Where to find the property "UTF-8"

rplantiko · Jun 13, 2012#12012-06-13T09:03+00:00

Hi all,

when I open a file in UltraEdit (v 14.00a+1), the status bar displays the line ending type and the current encoding as a short string, e.g. "DOS" or "U8-UNIX".

In the scripting object model of UltraEdit, where can I access this property?

I found out that scripts often do not work because they implicitly assume a non-unicode encoding. Therefore, I would need this information to adapt the scripts accordingly.

Thanks for pointing this out to me.

Regards,
Rüdiger

Mofi · Jun 13, 2012#22012-06-13T09:37+00:00

In help of UltraEdit there is the page Scripting commands listing all UltraEdit specific functions and properties supported by your version of UltraEdit. If you open View - Views/Lists - Tag List and select tag group UE/UES Script Commands you get also a full list of comands and properties which you can insert to a script you currently write.

UltraEdit.activeDocument.lineTerminator is the property with the information about current line terminator type of active document.

UltraEdit.activeDocument.encoding is the property with the information about current encoding of the file. Value 65001 is for UTF-8. Which value is for which encoding can be seen for example in first dropdown list of Advanced - Set Code Page/Locale.

Both properties are not supported by all versions with scripting support. So it depends on your version of UltraEdit if you can make use of those properties or not.

rplantiko · Jun 13, 2012#32012-06-13T10:16+00:00

Thank you, Mofi,

I wrote the following script to find out all the properties of the UltraEdit document

Code: Select all

var doc = UltraEdit.document[0];

for (x in doc) {
  UltraEdit.outputWindow.write( x + ":" + doc[x] + "\n" );  
  }

The properties "line terminator" and "encoding" are not contained in the list, which suggests that they came in a version later than 14.00a+1. (-> will propose an update of our company license).

Kind regards,
Rüdiger

Jun 13, 2012#42012-06-13T10:30+00:00

A workaround.

Often, I want to do something with selected text in a file, regardless of its encoding. I only know that it only contains characters of the Latin-1 character set.

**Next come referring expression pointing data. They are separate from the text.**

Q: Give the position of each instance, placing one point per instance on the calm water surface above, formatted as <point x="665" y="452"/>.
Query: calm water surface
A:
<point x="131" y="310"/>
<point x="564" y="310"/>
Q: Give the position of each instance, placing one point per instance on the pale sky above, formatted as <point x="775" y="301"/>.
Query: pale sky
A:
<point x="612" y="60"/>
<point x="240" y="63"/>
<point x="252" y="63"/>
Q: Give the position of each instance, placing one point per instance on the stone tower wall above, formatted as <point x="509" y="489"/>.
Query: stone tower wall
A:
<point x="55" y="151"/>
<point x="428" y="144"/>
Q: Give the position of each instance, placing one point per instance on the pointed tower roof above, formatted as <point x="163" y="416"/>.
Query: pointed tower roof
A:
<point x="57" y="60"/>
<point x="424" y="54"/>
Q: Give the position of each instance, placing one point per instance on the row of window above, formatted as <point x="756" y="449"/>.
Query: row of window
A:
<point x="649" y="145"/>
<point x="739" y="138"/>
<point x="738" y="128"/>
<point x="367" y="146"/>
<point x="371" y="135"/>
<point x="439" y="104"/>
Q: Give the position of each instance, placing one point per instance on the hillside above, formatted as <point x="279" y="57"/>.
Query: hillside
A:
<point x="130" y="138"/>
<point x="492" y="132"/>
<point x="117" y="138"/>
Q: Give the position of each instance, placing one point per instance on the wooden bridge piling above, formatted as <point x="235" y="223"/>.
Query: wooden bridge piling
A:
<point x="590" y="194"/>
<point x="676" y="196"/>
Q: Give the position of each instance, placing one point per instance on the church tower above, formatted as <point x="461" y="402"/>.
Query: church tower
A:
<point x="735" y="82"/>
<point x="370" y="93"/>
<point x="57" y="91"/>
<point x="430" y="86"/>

Since text usually doesn't contain the null byte, and a Latin-1 char x is represented as "x NUL" in UTF-16 (which is the format UltraEdit internally uses for Unicode), the following code works on Latin-1 as well as on Unicode files containing only Latin-1 characters.

The array lines will contain the selected lines (or all lines of the document, if nothing was selected), ready for application of regular expressions or any other string manipulation in JavaScript:

Code: Select all

var doc = UltraEdit.activeDocument;
if (!doc.selection.match(/\S/)) doc.selectAll(); // only whitespace selected?
var selection = UltraEdit.activeDocument.selection
                   .replace( /^\xEF\xBB\xBF/,"")  // remove Unicode-BOM
                   .replace( /\x00/g,"");         // poor man's transformation Latin-1-Unicode subset -> Latin-1 (not water proof, of course!)

var lineEnd   = selection.match( /[\r\n]{1,2}/ ) || "\r\n" ;
var lines     = selection.split( lineEnd );